The Copper Development Association, Inc. lists 47 military specifications that employ copper.
One example of military use of copper is development of micro-detonators. According to Michael Beggans, a scientist in the Energetics Technology Department of the Indian Head Division of the Naval Surface Warfare Center: "Today, everything is becoming smaller, consuming less power and offering more functionality,"
Beggans added, "When you hear that a weapon is 'smart,' it's really all about the fuze [i.e., the overall device]. The fuze is 'smart' in that it knows the exact environment that the weapon needs to be in, and detonates it at the right time. The MEMS fuze would provide 'smart' functionality in medium-caliber and sub-munitions, improving results and reducing collateral damage."
Connecting the Dots
In light of China’s consumption of copper and the uses of copper including military uses, Cravaack’s remarks highlight an ignorance of the potentialities to which China will apply its stockpile of copper.
At Deer River, Cravaack said: “With just the interest from the debt we owe, China can build so many weapons and they can build a huge military with just the interest the U.S. pays them.”

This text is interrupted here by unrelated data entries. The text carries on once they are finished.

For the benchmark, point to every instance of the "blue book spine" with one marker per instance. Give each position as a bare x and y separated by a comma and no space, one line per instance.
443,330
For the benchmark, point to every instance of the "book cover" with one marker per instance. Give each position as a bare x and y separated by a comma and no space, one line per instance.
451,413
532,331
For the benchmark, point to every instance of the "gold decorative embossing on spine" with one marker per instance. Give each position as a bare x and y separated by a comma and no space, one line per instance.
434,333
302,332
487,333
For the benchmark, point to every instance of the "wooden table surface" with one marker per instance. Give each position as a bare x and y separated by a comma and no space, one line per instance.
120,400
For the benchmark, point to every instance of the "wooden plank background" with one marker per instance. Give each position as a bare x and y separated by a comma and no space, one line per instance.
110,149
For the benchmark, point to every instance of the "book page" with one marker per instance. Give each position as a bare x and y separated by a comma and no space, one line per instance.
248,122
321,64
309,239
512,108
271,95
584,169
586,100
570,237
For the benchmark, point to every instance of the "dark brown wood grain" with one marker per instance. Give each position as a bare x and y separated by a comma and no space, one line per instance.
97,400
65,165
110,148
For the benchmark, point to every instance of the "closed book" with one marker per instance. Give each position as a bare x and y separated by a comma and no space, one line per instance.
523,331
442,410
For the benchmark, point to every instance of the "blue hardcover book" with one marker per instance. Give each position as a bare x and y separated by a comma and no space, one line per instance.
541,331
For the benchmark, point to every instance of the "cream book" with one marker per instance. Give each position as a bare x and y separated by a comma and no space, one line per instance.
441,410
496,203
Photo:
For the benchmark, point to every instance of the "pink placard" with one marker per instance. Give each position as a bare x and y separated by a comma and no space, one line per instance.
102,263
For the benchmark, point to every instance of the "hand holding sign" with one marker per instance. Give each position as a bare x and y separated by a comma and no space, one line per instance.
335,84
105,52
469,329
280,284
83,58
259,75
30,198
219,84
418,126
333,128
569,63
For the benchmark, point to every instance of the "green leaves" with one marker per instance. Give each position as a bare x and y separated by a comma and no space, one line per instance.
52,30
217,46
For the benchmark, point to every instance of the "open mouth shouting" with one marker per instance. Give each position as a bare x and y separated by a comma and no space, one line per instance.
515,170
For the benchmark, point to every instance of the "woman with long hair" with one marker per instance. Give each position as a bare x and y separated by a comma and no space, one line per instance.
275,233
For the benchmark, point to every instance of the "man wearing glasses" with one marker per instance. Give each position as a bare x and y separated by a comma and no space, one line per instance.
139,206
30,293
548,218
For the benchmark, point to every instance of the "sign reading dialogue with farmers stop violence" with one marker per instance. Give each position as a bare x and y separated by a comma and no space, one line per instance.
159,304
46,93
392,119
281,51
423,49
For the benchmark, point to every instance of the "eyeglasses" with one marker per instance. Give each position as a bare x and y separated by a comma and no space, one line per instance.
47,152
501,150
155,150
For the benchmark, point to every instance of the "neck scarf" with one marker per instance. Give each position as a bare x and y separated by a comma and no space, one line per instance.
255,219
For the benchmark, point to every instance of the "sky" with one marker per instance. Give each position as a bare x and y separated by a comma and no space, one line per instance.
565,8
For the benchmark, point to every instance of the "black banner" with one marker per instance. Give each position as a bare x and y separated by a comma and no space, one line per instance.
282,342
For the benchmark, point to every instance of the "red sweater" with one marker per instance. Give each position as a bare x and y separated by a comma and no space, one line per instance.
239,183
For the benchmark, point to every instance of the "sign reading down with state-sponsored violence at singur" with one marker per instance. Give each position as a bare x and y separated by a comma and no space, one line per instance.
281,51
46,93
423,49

If this is so, then why does Cravaack support Polymet who will then sell the red gold to the Chinese?
At Grand Portage, Cravaack said that China was “the enemy our children will be fighting.”
This statement poses an interesting question, one that Cravaack should consider. Because if China is the enemy, then what role will Cravaack play in providing China with red gold that, in turn, will undoubtedly be used to stockpile China’s munitions, provide the cartridge shells for bullets, provide the deadly copper hoods for RPG’s, provide the means of manufacturing micro-detonators, and that will fine-tune computers and computer components to pin-point Chinese nuclear weapons?
Nonferrous mining is about much more that the destruction of our manoomin stands and our environment. Because there is a darker truth that delves under Cravaack’s platform of jobs, jobs, jobs. And the question posted at the beginning of this article is a question that Minnesota voters should be asking candidates at election time. It's time for people to start connecting the dots.